Paper Title
Tuning Acidity in Metal-Organic Frameworks-Based Catalysts for Enhanced Production of Butyl Butyrate as a Biofuel Additive

Abstract
In an attempt to optimize the production of biofuel additives from biomass-derived components, different structures of Zr-based metal-organic frameworks (MOFs) were synthesized to serve as catalysts for the esterification reaction of butyric acid with butanol to produce a green fuel additive, butyl butyrate. The thrust of this study is to understand at a fundamental level the relations between the structure, properties and catalytic performance of champion materials that confer upon them the capacity to function as efficient esterification catalysts.
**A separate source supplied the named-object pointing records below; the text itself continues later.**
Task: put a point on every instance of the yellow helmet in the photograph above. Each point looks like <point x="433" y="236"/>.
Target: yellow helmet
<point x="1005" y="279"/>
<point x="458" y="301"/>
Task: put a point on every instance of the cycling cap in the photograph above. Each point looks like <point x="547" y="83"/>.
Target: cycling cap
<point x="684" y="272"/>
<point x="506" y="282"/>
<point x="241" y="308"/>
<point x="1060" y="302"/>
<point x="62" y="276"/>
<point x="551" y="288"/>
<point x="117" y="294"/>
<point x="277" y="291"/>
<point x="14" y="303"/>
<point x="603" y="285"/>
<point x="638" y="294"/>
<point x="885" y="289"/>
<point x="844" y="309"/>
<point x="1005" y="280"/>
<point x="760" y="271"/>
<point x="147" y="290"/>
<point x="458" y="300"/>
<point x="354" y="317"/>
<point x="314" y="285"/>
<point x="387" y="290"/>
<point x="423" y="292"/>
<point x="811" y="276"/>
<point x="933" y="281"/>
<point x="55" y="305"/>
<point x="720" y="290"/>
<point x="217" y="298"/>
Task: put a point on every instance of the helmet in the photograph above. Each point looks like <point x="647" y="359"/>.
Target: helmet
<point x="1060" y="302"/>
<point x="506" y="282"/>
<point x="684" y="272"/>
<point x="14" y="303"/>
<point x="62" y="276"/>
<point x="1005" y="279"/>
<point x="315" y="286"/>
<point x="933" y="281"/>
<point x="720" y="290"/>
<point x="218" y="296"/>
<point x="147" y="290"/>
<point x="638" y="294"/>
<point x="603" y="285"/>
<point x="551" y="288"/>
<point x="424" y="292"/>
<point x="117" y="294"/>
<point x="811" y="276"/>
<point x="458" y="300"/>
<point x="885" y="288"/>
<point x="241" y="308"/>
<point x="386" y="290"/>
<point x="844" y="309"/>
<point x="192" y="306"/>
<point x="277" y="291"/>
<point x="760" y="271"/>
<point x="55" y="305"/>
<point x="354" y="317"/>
For this purpose, UiO-66(COOH)2 and UiO-66(OH)2 were synthesized and fully characterized by X-ray diffraction (XRD), scanning electron microscopy (SEM), Brunauer–Emmett–Teller (BET) measurements, and thermogravimetric analysis (TGA). All prepared MOFs were efficiently used as catalysts of the liquid-phase esterification reaction for the production of butyl butyrate. The number of missing linkers per cluster in each structure was calculated based on TGA results. Interestingly, 92% conversion was achieved by employing UiO-66(OH)2 as a heterogeneous catalyst,which is very close to the 96% conversion obtained by the conventional homogeneous liquid catalyst H2SO4. This exceptional rate was attributed to the combination of a variety of factors such as its higher surface area, lower particle size, and less bulky organic linker. All MOFs were easily separated from the reaction medium, and their heterogeneity was confirmed by hot filtration method. With this knowledge, catalytic conversion rates and efficiencies of MOFs can be engineered from a laboratory prototype and optimized by tuning the functional groups of the organic linkers to serve as effective catalysts for the production of fine chemicals such as biofuels. Keywords - Heterogeneous Catalysts, Metal Organic Frameworks (MOFs), MOFs Defects, Esterification, Biofuel, Acid Density.